Concept

Iphigenia in Tauris

Summary
Iphigenia in Tauris (Ἰφιγένεια ἐν Ταύροις, Iphigeneia en Taurois) is a drama by the playwright Euripides, written between 414 BC and 412 BC. It has much in common with another of Euripides's plays, Helen, as well as the lost play Andromeda, and is often described as a romance, a melodrama, a tragi-comedy or an escape play. Although the play is generally known in English as Iphigenia in Tauris, this is, strictly speaking, the Latin title of the play (corresponding to the Greek Ἰφιγένεια ἐν Ταύροις), the meaning of which is Iphigenia among the Taurians.
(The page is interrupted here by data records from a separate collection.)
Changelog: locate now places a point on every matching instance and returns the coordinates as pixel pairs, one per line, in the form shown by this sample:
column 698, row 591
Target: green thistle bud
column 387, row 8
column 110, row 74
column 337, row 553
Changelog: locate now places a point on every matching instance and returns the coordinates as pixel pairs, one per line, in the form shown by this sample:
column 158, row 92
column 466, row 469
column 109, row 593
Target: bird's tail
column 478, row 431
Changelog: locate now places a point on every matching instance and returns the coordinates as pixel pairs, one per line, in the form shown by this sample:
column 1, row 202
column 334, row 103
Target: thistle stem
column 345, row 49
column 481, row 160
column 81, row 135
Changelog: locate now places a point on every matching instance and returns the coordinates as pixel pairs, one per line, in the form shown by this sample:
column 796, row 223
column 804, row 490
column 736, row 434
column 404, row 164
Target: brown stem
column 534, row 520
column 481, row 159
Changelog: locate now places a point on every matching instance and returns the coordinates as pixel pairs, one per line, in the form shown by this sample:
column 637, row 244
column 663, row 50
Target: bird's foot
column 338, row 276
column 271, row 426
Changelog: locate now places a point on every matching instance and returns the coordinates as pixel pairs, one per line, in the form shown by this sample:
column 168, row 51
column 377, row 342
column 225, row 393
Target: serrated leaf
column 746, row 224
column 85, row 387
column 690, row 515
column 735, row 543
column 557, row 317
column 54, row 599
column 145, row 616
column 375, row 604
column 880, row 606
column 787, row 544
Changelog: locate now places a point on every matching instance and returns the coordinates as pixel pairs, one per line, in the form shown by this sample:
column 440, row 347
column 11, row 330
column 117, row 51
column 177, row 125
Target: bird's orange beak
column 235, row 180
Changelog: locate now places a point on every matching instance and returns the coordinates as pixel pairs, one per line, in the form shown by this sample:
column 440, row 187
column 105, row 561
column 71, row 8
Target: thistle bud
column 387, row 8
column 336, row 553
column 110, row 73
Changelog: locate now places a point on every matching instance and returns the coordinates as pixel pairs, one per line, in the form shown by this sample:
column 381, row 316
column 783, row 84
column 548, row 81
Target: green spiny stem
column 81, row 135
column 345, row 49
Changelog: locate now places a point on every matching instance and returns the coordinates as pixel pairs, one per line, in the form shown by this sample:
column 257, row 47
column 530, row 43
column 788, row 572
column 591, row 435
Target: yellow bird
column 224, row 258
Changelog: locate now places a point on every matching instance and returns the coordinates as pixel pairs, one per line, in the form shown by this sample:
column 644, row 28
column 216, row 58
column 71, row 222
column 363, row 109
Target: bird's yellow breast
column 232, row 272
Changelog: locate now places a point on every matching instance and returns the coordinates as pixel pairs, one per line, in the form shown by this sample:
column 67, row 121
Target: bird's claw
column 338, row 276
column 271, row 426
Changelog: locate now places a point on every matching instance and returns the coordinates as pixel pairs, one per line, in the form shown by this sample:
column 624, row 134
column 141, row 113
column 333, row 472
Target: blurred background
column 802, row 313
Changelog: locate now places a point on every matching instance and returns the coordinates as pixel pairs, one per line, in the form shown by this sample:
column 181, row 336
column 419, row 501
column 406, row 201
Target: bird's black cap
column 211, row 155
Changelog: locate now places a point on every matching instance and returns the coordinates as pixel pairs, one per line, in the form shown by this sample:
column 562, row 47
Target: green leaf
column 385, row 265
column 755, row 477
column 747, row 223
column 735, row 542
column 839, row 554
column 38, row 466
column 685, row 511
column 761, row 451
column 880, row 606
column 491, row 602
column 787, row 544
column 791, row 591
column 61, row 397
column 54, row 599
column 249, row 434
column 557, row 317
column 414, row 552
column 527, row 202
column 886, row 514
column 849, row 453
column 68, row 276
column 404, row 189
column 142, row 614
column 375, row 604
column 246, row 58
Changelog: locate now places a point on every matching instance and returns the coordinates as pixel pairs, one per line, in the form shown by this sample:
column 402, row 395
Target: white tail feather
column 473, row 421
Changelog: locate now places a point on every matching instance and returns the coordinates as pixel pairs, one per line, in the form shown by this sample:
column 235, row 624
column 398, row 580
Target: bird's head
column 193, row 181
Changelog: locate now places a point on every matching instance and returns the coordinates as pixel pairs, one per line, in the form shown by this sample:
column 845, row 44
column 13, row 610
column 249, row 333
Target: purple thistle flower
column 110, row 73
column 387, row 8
There is no such place as "Tauris" in Euripides' play, although Goethe, in his play Iphigenie auf Tauris (on which Gluck's opera Iphigénie en Tauride is based), ironically utilising this translation error, posits such a place. The name refers to the Crimean Peninsula (ancient Taurikḗ). Years before the time period covered by the play, the young princess Iphigenia narrowly avoided death by sacrifice at the hands of her father, Agamemnon. (See plot of Iphigenia at Aulis.) At the last moment the goddess Artemis, to whom the sacrifice was to be made, intervened and replaced Iphigenia on the altar with a deer, saving the girl and sweeping her off to the land of the Taurians. She has since been made a priestess at the temple of Artemis in Taurica, a position in which she has the gruesome task of ritually sacrificing foreigners who land on King Thoas's shores. Iphigenia hates her forced religious servitude and is desperate to contact her family in Greece. She wants to inform them that, thanks to the miraculous swap performed by Artemis, she is still alive and wants to return to her homeland, leaving the role of high priestess to someone else. Furthermore, she has had a prophetic dream about her younger brother Orestes and believes that he is dead. Meanwhile, Orestes has killed his mother Clytemnestra to avenge his father Agamemnon with assistance from his friend Pylades. He becomes haunted by the Erinyes for committing the crime and goes through periodic fits of madness.